Hm. I think there is a bit of a shifting goalpost dynamic at play here. Those April releases, even the fast MoE versions, are better than big cloud models from 18 months ago. I remember when everyone was gushing about Sonnet 3.7 and what a transformative experience development was using it. So was it useful or wasn’t it? A tool doesn’t lose its usability just because a better one comes along.

To me, these small local LLMs are highly useful (and this “usable”) even though they don’t match the output of today’s frontier models.

Completely agree. I would even shift the 18months up a bit.

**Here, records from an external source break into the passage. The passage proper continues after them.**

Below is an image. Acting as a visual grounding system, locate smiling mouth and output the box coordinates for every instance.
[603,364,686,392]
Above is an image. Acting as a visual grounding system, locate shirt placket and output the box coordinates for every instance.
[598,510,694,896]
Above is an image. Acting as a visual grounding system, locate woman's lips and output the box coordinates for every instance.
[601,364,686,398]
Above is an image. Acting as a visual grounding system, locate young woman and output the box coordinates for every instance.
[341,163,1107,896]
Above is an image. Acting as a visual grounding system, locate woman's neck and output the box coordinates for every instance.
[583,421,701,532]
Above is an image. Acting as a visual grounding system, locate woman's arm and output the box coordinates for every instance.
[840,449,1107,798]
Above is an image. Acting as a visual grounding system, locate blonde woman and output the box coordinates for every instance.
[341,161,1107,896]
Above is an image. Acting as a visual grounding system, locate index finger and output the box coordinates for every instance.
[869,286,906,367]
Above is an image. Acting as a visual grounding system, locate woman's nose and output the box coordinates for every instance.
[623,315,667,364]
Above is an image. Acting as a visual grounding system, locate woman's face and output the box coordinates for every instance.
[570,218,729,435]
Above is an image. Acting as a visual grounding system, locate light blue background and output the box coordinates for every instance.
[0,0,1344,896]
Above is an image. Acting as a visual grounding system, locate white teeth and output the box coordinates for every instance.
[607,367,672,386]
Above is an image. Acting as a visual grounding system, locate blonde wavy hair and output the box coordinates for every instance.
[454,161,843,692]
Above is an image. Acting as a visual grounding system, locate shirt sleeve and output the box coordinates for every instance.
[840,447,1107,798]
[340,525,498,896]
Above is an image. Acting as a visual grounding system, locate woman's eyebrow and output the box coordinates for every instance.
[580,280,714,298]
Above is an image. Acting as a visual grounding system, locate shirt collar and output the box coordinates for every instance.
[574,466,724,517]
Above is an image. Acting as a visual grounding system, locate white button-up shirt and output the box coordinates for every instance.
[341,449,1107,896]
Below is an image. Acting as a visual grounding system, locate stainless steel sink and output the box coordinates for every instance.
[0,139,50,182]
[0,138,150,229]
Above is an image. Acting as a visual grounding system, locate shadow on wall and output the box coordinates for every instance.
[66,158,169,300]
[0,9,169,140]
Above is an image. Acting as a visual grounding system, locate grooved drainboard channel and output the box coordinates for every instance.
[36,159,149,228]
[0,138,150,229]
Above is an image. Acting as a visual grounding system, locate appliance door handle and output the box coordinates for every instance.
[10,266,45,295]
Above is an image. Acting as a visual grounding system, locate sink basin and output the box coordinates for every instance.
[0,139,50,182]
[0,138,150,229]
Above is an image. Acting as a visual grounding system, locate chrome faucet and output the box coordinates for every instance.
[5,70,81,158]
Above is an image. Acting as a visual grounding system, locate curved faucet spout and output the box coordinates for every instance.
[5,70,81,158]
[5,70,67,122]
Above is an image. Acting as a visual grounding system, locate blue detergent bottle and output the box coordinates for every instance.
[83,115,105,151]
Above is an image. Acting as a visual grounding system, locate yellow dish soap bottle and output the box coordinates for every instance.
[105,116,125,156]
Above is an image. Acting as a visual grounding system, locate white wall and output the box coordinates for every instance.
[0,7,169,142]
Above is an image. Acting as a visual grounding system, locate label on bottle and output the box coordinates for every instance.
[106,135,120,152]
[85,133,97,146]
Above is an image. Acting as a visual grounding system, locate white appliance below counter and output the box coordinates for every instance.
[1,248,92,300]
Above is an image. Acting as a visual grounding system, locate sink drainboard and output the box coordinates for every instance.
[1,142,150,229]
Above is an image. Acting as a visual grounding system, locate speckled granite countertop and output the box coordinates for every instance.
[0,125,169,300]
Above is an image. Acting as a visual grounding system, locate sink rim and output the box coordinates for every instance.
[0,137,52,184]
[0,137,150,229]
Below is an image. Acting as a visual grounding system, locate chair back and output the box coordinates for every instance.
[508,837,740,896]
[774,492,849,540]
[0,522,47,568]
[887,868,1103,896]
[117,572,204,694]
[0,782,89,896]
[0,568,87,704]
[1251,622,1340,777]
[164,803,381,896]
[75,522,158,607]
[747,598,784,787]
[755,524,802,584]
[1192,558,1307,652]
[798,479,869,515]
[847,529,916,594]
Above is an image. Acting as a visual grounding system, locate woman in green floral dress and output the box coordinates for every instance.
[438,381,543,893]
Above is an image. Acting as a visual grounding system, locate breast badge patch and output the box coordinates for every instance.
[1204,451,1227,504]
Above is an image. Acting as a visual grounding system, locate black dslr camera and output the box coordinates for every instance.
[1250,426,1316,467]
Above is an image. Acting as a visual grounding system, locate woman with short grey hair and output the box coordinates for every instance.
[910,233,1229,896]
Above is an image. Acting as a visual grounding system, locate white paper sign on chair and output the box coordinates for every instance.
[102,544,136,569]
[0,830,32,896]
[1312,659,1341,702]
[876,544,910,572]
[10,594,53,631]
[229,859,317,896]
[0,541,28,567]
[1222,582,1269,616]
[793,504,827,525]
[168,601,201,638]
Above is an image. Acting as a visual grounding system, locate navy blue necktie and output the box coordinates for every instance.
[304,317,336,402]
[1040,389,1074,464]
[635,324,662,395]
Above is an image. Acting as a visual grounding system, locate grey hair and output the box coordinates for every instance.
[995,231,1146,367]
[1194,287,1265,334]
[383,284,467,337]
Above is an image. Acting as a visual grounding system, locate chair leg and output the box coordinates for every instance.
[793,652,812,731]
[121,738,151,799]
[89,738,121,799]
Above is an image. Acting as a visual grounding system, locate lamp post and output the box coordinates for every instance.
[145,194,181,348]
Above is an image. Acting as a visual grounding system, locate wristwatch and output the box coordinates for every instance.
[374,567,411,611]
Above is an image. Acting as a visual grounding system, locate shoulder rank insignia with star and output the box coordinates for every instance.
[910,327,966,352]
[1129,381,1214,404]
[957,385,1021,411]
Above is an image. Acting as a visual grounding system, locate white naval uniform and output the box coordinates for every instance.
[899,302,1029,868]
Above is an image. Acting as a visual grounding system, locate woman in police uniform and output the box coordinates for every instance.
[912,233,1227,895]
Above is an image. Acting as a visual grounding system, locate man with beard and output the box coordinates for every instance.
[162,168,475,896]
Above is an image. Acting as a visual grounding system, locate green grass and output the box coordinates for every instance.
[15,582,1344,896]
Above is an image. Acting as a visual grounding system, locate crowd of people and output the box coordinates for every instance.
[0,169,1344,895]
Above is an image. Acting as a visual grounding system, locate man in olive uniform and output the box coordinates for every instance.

I have been impressed with qwen3.6
I'll believe that when Uber deploys local models for developers and ask them to prefer local models over proper Anthropic ones.
That's totally fine and dandy as there is a very big, very vocal, very brainwashed crowd that dramatically overstates the capabilities of remote LLMs on HN as well.
You are missing context.

A local model is as good as a frontier model for responding on a signal threat with you which requieres basic tool calling.

A local model is as good as a frontier model of writing a joke.

A local model is as good as a frontier model at responding to an email.

Not sure what needs to be said often enough, no one without a clue would play around with local model setup and would compleltly ignore frontier models and their capabilities?!

Im like 50% convinced that these people are paid by Apple to promote their products. Because the conversation is always just being able to execute models (even larger ones), on mac hardware with unified memory, but nobody ever mentions that inference speed is unusably slow.

You can have good local LLM performance through agents, but you need fast inference. Generally, 2x 3090 or at the minimum 2x3080s (you need 2 to speed up prefill processing to build KV Cache). You just ironically need to be good at prompt engineering, which has a lot of analogue in real world on being able to manage low skilled people in completing tasks.

The guy is running potato models!
Honestly surprised to hear that GPT OSS 20B runs slow on mac hardware. It's absolutely one of the fastest models I've run on local GPUs for its size, but only tried Nvidia cards.

Edit: TIL it is MoE and only has 3.6B active, explains a lot.

Yeah, I'm probably wrong there. GPT OSS 20B is certainly much faster than some other models I've tried. I actually gave GPT OSS 20B a few prompts just now and it seems to respond as fast or faster than Qwen 3.5 9B. But I needed many more prompts for GPT OSS 20B to complete my contrived task, so progress felt much slower.
Try qwen3.6.35 a3b not qwen3.5 9b. It's completely different.